私がブチ切れたショックで岳志はべそべそと涙を流して鼻をすすっていた。
その横でノリヤが一緒になって口をへの字にして目元を赤くし、肩を震わせていた。
そんなものが私達の最初の出会いだったのに。
なぜかコイツは、いつの間にか私のテリトリーの中に入り込んでいたのだ。
** ** **
「まったく、まだ十七……こないだ十八歳になったか……でも未成年でしょ!? お酒なんて飲んじゃダメじゃない!」
私がプリプリしてそう言うと「うん、こないだ誕生日会、そっちの家でしてもらったでしょ」と岳志はあくびをしながらそう言った。
「お酒は二十歳になってから!」
この不良め、と頭をポカリと叩くと、岳志は「酷いよ、夏湖」と笑った。
「頭パープーになったらどうすんの? 俺、受験生よ?」
「元々パープーだから大丈夫よ。これ以上馬鹿になんないでしょ。って言うか、十八歳でお酒飲んでる時点で大馬鹿者よ! 恥を知りなさい!」
「だって……文化祭の打ち上げ行くぞー!って、クラス中で盛り上がっちゃって……行かないって選択肢、なかったんだよねぇ」
「もう、アンタの学校、不良ばっか!」
私がぷんすか怒っていると、岳志はくすくす笑いながら、再び私のお腹におでこをぐりぐりとこすりつけてきた。

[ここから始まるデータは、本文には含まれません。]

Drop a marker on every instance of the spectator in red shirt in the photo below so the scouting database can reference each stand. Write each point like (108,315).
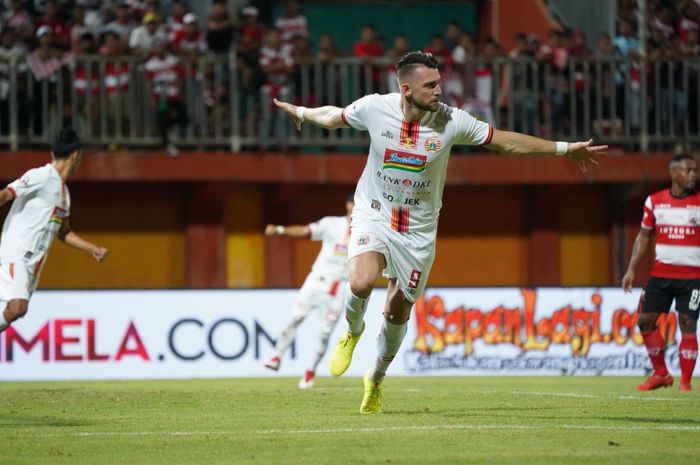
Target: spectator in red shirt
(165,75)
(369,48)
(53,18)
(189,42)
(219,28)
(277,64)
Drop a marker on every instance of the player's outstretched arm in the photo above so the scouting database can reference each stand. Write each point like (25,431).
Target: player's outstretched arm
(296,230)
(641,245)
(328,117)
(5,196)
(72,239)
(521,144)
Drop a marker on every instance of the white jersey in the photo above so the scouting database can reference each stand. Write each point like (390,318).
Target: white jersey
(403,180)
(332,260)
(41,204)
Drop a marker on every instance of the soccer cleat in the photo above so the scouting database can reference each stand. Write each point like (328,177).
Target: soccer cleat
(655,382)
(273,363)
(342,354)
(372,401)
(307,380)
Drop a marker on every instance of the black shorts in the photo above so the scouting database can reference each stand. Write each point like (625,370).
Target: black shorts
(661,292)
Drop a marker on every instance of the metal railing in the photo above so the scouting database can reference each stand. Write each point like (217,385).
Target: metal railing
(640,104)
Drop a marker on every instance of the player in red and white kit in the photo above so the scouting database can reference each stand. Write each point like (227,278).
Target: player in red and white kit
(39,213)
(398,197)
(323,288)
(673,215)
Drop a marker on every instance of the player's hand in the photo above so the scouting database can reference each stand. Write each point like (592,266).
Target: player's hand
(584,152)
(627,281)
(291,111)
(100,253)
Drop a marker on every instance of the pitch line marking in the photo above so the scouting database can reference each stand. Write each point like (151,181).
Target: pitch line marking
(370,430)
(591,396)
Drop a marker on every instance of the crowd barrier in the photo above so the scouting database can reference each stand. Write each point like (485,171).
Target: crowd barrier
(225,105)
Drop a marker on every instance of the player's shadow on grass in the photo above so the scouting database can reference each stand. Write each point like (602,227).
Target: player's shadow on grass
(422,411)
(670,421)
(22,420)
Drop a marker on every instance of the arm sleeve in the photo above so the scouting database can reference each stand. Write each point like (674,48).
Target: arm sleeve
(469,130)
(318,229)
(355,114)
(648,220)
(28,184)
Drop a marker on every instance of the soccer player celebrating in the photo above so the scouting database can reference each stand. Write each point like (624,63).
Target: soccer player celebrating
(323,288)
(398,197)
(40,212)
(673,215)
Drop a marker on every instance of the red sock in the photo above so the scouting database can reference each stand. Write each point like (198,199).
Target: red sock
(656,347)
(688,352)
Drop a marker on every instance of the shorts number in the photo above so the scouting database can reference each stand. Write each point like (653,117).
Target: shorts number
(694,300)
(414,279)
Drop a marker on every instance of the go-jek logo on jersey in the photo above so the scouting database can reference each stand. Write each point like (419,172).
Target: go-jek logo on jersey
(398,160)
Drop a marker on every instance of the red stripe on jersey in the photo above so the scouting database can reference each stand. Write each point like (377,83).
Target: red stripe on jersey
(333,289)
(38,265)
(404,219)
(404,131)
(414,130)
(400,219)
(664,270)
(489,137)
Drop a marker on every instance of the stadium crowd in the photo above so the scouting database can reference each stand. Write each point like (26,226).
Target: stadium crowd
(542,83)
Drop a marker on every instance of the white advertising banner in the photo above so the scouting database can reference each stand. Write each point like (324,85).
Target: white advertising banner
(230,333)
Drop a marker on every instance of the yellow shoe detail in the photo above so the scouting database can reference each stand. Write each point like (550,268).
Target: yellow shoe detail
(372,401)
(342,354)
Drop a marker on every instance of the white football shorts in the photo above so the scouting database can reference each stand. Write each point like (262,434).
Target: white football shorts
(322,294)
(16,282)
(409,256)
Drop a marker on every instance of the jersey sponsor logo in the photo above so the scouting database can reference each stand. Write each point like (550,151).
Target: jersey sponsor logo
(58,215)
(676,232)
(340,250)
(398,160)
(405,185)
(401,200)
(432,144)
(363,239)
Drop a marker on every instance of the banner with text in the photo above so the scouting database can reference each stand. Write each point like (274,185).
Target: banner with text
(230,333)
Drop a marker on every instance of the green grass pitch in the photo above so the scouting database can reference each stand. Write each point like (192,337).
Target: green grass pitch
(458,420)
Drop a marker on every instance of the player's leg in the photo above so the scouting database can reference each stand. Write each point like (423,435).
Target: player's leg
(408,271)
(688,306)
(656,299)
(15,290)
(364,270)
(302,306)
(14,310)
(396,313)
(329,314)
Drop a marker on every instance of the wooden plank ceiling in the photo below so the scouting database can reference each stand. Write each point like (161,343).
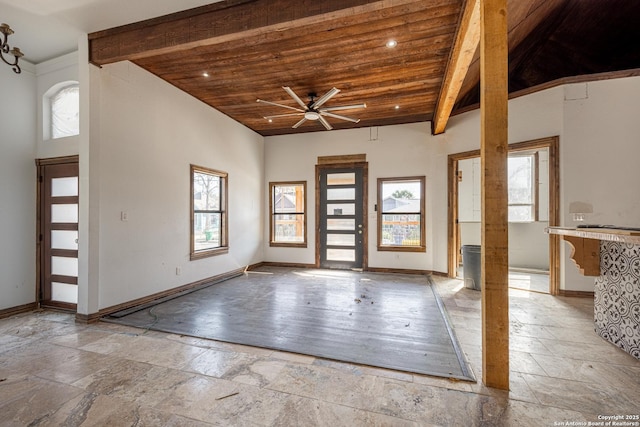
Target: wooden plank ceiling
(252,48)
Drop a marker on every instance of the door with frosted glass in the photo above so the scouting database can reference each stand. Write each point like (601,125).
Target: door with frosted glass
(342,226)
(58,234)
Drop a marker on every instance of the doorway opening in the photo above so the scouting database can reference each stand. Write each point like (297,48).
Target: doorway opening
(535,169)
(57,229)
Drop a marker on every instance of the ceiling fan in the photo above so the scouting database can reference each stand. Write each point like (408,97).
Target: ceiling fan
(314,109)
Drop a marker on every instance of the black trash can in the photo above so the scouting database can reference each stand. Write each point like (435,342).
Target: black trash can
(471,268)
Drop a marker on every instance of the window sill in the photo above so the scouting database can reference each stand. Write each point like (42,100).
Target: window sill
(208,253)
(402,248)
(287,245)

「あ、そうだ、離れなさいよ! なんだってこんな格好してるのよ! はい、どいた、どいた」
玄関前の狭い廊下で尻もちをついたままの私は、なんだかお尻が痛くなってきたので岳志をどかそうとぐいぐい押してみるも、コイツはいっこうに離れようとしない。
「もう、岳志、お尻痛いってば!」
そう訴えるとようやくゆらりと起き上がってくれた。
まったく、なんでまたそんな風ににこにこしちゃってんの。
ちっとも訳が分からないよ。
むっつりとしたまま口をへの字にしていると、岳志はへらりと笑って「夏湖、可愛い」と言った。
騙されてなんかやらないんだから。
そんな調子のいいこと言ったって。
お酒の力を借りて口にしたことなんて、明日になったら忘れているに決まってる。
「夏湖……俺、夏湖の彼氏になりたいよぉ」
「意味分かんない」
「今までずーっと、アピールし続けてきたつもりだけど……分かんない?」
分からない……訳ではなかった。
中学三年生の時、受験勉強をするからとキャンプに行かなかった夏。
九月一日の始業式の帰り、校門で待ち伏せされたのが最初の気づき。
小学生のくせに二学期最初の登校日をサボってまで、私の中学校名だけを頼りに校門前で私の下校を待ち続けたのだ、コイツは。
速攻で住所と電話番号と携帯連絡先を聞かれ、どれもノーコメントでその日は追い返したけれど、気づいた時には後をつけられて自宅を知られていた。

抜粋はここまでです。